If you periodically shake the press, probablynoticed that the lower press pump harder than the upper. This is due to the fact that the bottom of the rectus muscle is much thicker fat layer, there is less nerves, as well as the main load in daily life and during exercise falls on the upper part of muscle.
The best exercises for inflating the lower press
If you do special exercises for lower abs, it also eventually show up cubes. The best exercises for inflating the lower press.
A popular and effective exercise to lowerpress. Lie on the floor, arms at your sides. Lift your legs up, perpendicular to the torso. Tear off the pelvis off the floor and drag her hips to the chest, without bending down. Try to take your pelvis only through abdominal muscles. Return legs to "perpendicular to the body." Reverse Crunch can be done also with the knees bent legs. Number of repetitions: 2-3 sets of 10-20 times.
Lifting feet from a prone position
Another popular exercise for the pumplower press. Lie on the floor, arms along the body (or head). Raise the legs to position "perpendicular to the body", and then slowly lower, but not completely. Newcomers better to do this exercise with the legs bent at the knees to reduce the load on the lower back. Number of repetitions: 2-3 sets of 10-20 times.
Bike - effective abdominal exercises
Lying on the floor, his hands clasped behind his head. Alternately, drag the right elbow to the left knee and vice versa. The free leg must be straightened, and is parallel to the floor. This is a very good exercise, with which you can pump at home is not only the lower but also the upper abs and obliques. Number of repetitions: 2-3 sets of 10-20 times.
Exercise - scissors
Familiar to all from childhood exercise to lowerpress. It should lie on your back, arms along or below the waist. Raise your legs at 10 cm above the floor. Making wide kick their feet in the horizontal plane, as if you were cut with scissors. The head does not lift. Perform each exercise as soon as possible as many times as you can. Number of repetitions: 2-3 sets.
Raising the legs on the bar. The best exercise is to lower abs!
For its implementation you will need a horizontal bar. The essence of the exercise is to lift the legs (straight or bent) above the level of the pelvis. Remember, the higher you lift the leg, the stronger will be able to pump up the lower press. So grab hold of the bar. A powerful movement of lift bent knees, trying to get his knees up to his chest. Hold for a few seconds and slowly lower your legs. Over time, complicate the exercise and lift straight leg. During this exercise, try to avoid body rocking. Number of repetitions: 2-3 sets.

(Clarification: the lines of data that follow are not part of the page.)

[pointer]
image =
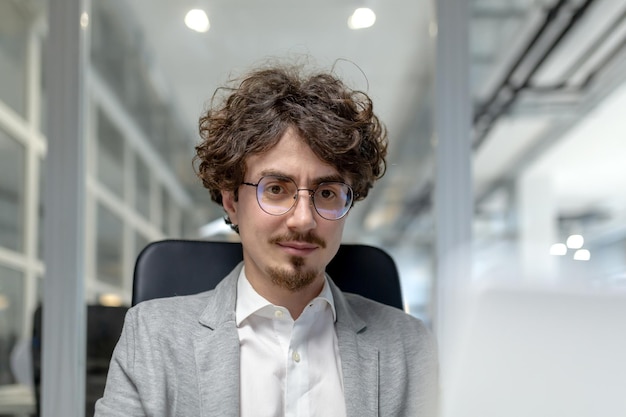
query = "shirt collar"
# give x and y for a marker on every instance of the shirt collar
(250, 302)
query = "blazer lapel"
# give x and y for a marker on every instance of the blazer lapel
(359, 361)
(216, 349)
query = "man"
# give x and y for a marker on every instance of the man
(286, 155)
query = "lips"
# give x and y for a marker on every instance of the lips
(297, 248)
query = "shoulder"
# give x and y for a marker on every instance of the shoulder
(390, 324)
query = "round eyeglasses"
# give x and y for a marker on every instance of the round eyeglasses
(277, 195)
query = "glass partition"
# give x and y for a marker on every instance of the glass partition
(12, 189)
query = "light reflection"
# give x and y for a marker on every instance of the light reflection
(197, 19)
(361, 18)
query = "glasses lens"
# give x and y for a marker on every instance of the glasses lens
(276, 195)
(332, 200)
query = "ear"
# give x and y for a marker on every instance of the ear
(230, 205)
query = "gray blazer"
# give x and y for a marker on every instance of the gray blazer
(180, 357)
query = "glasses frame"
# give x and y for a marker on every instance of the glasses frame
(295, 197)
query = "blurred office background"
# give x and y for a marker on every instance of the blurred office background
(546, 143)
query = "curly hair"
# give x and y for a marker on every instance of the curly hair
(336, 122)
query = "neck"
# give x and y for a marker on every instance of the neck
(294, 301)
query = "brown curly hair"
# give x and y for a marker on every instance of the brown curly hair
(336, 122)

You can do all the exercises on the bottompress, and select two or three. Start with exercises 2 times a week and gradually bring up to 3-4 times. Do not forget to also do exercises to the upper press.
Do cardio exercises to pump up the bottom press
In order to press the cubes have been well manifested, it is necessary in addition to strength training, as described above, to perform cardio workout. Then you will not have any chance of fat in the lower abdomen.